The purpose of this project is to measure the effectiveness and usability of SMART in obtaining the desired information from a text database compared with the performance of a conventional keyword search. The effectiveness and usability of SMART is measured by a user attempting to retrieve information from the CS zephyr archives. The goal of this project is not to evaluate SMART or compare the two on identical searches, but to measure the same people's ability to retrieve their desired information through each interface.
This project is designed to evaluate the usefulness of two different systems for searching an archive available to members of the CS department at Carnegie Mellon. I will evaluate the use of the SMART information retrieval package compared to simple keyword search on queries done using the archives. The goal of the study is not to evaluate SMART, in particular, but to measure the ability of users to find what they are looking for using more advanced search techniques than keyword search.
Zephyr is a real-time communication system, similar to IRC, which allows members of the CS department to have conversations about a variety of topics, organized according to topics referred to as "instances." Typical uses of zephyr are to ask questions about computer related issues, such as help using an application, discussion of recent newsworthy events, and general conversation.
Beginning in August 1993, most public broadcast zephyrgrams have been logged for archival purposes.

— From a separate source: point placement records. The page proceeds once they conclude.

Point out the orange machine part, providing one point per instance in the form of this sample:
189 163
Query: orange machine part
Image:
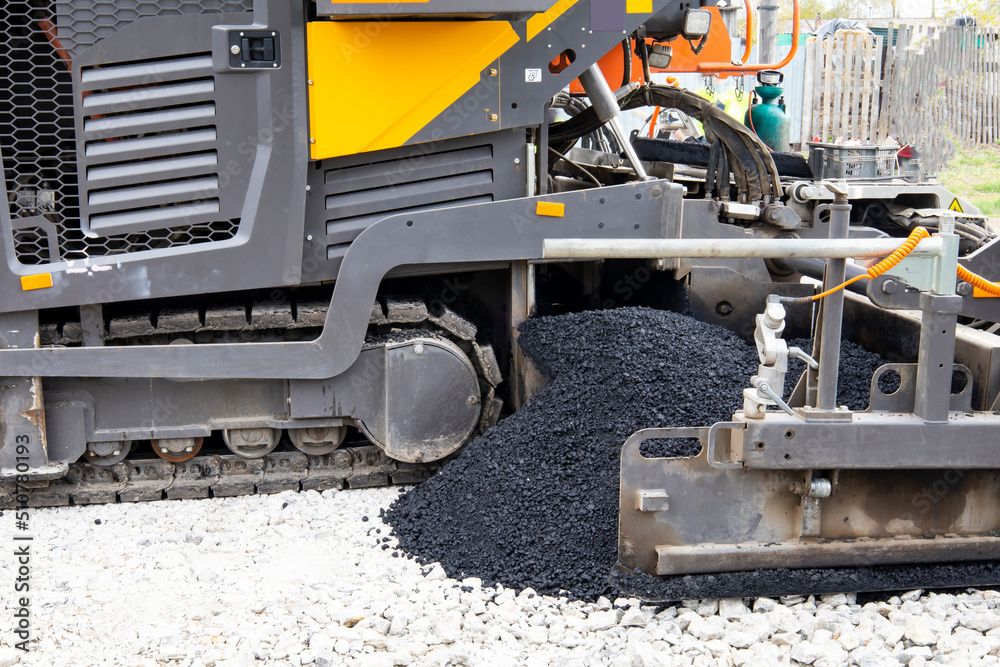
718 48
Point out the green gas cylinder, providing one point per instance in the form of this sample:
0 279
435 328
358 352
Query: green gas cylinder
768 118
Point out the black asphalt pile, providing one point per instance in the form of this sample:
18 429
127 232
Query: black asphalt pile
534 501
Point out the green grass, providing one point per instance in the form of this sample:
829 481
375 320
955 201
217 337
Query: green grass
974 174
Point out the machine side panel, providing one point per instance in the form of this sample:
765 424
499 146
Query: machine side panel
191 173
349 194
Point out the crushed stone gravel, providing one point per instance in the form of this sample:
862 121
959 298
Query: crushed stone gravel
297 579
533 503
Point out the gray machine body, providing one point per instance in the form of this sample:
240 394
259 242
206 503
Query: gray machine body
166 172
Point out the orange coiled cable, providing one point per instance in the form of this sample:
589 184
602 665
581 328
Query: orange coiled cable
975 280
917 235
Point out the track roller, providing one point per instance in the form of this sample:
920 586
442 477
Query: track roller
108 453
317 441
252 443
178 450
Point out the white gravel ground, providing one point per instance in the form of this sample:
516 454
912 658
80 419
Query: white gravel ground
298 579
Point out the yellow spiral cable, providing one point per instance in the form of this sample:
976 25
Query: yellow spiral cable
917 235
983 284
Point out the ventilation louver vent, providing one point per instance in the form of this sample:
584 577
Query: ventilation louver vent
38 134
357 197
149 145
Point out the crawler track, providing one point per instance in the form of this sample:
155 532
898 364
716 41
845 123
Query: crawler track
146 477
150 479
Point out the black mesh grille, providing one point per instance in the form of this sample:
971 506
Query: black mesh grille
37 136
85 22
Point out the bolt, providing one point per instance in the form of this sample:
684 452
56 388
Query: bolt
774 315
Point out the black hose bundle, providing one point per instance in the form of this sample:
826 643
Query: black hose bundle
735 149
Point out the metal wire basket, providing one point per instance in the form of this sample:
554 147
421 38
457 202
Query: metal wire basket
854 161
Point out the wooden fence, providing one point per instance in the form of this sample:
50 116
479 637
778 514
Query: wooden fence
943 90
939 87
842 88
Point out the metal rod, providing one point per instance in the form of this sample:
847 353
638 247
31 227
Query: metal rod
626 143
606 105
704 248
832 309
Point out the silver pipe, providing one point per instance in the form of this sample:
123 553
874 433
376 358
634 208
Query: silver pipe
832 314
813 267
606 105
708 248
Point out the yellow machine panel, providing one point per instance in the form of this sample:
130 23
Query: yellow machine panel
354 65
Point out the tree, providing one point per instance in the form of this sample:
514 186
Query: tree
985 12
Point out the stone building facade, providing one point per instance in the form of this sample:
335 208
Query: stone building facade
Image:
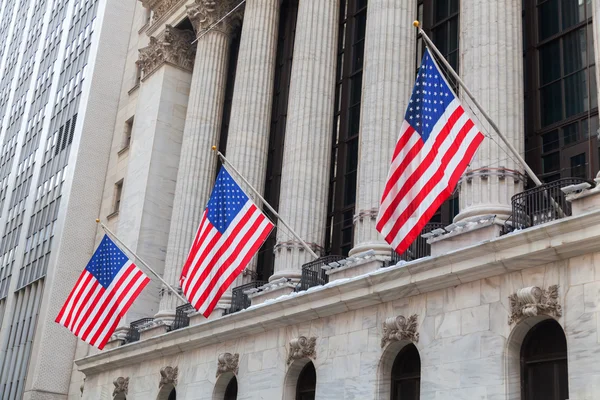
306 99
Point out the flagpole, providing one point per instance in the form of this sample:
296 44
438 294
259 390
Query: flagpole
108 231
512 149
226 161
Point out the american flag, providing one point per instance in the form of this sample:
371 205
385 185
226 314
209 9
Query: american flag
102 295
231 231
436 144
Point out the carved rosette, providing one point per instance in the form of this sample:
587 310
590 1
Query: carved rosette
168 375
399 328
532 301
121 386
175 47
302 347
228 362
205 13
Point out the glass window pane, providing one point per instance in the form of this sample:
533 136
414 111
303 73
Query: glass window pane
574 51
551 103
550 141
548 19
549 62
573 12
551 162
576 100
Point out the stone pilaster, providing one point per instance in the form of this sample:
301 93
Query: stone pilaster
197 165
307 150
388 78
248 137
491 47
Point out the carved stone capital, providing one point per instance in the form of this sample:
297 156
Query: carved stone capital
159 7
399 328
175 47
532 301
228 362
206 13
302 347
121 385
168 375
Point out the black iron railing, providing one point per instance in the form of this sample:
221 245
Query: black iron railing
239 300
419 248
182 318
540 204
134 329
313 273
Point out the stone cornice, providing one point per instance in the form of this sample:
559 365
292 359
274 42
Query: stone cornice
175 47
556 240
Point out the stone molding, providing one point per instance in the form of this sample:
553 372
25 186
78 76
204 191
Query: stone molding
400 328
228 362
168 375
205 13
121 386
302 347
175 48
532 301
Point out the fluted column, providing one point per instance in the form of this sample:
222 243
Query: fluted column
388 77
307 149
491 47
197 165
248 136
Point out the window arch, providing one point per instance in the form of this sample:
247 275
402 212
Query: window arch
406 374
307 382
544 373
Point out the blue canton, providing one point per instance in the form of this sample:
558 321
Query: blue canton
106 262
430 98
226 201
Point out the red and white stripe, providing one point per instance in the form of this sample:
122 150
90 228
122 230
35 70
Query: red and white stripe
92 312
423 174
216 259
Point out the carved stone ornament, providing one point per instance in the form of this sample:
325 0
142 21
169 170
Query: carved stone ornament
205 13
159 7
532 301
302 347
399 328
121 386
228 362
175 47
168 375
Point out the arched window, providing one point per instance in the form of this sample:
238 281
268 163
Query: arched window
544 363
307 381
406 374
231 391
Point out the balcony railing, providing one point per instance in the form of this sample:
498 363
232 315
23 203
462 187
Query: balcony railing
540 204
239 300
182 319
419 248
313 273
134 329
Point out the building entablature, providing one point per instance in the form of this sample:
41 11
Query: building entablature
542 244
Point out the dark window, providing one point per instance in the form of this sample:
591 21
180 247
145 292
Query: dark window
406 374
560 93
346 125
544 363
281 90
231 391
307 382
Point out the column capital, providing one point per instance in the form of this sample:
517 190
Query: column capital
205 13
174 47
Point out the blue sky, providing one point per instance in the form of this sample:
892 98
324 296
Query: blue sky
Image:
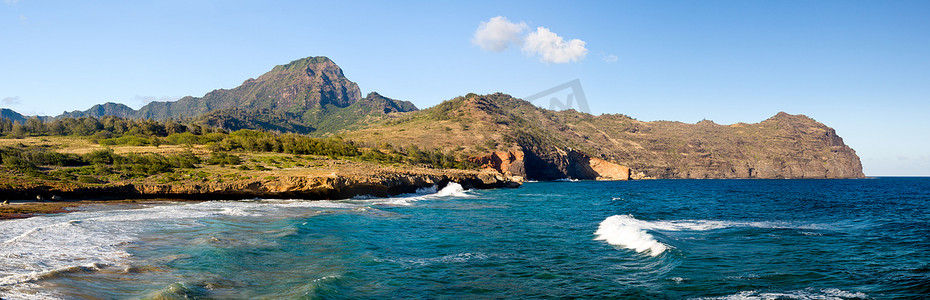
861 67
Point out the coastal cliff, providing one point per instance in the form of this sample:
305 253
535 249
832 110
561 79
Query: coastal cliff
315 184
518 138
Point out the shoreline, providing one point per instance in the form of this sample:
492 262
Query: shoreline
380 183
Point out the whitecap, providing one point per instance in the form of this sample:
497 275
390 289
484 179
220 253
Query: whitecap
631 233
805 294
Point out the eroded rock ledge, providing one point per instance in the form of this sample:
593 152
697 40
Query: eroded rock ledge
335 185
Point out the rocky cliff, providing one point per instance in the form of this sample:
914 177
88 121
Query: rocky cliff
335 185
310 95
539 144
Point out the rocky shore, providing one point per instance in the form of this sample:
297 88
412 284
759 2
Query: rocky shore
336 185
309 184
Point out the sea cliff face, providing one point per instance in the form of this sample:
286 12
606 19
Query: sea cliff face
335 185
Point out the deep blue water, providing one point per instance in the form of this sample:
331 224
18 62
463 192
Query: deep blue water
651 239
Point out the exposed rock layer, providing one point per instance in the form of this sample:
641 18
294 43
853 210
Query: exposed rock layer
333 186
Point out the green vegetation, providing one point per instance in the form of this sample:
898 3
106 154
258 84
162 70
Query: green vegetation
104 165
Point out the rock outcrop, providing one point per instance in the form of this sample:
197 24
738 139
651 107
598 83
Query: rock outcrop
379 183
565 164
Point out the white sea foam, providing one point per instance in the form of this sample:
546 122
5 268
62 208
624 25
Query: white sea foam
433 192
626 231
35 248
632 233
806 294
31 249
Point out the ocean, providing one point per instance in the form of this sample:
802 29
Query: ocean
648 239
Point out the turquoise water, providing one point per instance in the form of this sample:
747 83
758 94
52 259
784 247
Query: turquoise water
675 239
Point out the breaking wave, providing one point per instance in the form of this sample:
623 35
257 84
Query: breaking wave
806 294
631 233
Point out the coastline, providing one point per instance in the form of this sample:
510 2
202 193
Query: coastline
342 184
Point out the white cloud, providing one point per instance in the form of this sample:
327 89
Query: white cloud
610 58
497 34
552 48
11 100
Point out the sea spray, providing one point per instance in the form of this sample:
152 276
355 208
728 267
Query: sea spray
631 233
628 232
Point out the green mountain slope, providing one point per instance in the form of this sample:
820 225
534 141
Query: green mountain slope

A simple keyword based query mechanism is available to search the archives for information. For instance, rather than asking how to build shared libraries for a DEC alpha, a query of "build shared library osf" could be made, although it won't produce the best result ("shared library *osf*" does). The uses to which the current interface is put make it ideal for exploring more advanced search techniques.
Task |
to be done by |
status |
Human Subjects Clearance Request | ASAP | COMPLETED |
Web Page Initial Design | March 3 | COMPLETED |
Obtain SMART for DEC ALPHA platform | March 6 | COMPLETED |
Software Setup with Zephyr archive | March 10 | COMPLETED |
Preliminary Interface for queries | March 16 | COMPLETED |
Preliminary Results and Report | March 17 | COMPLETED |
Complete Web Interface with Relevance Judgements and Feedback | March 19 | COMPLETED |
Begin Recording Usage | March 31 | COMPLETED |
Data Collection Completed | April 21 | Surveys completed |
Complete Evaluation, ensure enough relevance info | April 22 | Nine surveys completed and tabulated |
Report Due | April 23 | Completed |
Presentation | April 28 | Completed |
The zephyr archives have been adapted to a format usable by SMART and are currently accessible through an html interface used for the experiments. The web interface allows the users to indicate relevant zephyrgrams retrieved for use in relevance feedback and to provide information on which zephyrgrams are relevant to a successful query. The SMART zephyr query interface is accessible.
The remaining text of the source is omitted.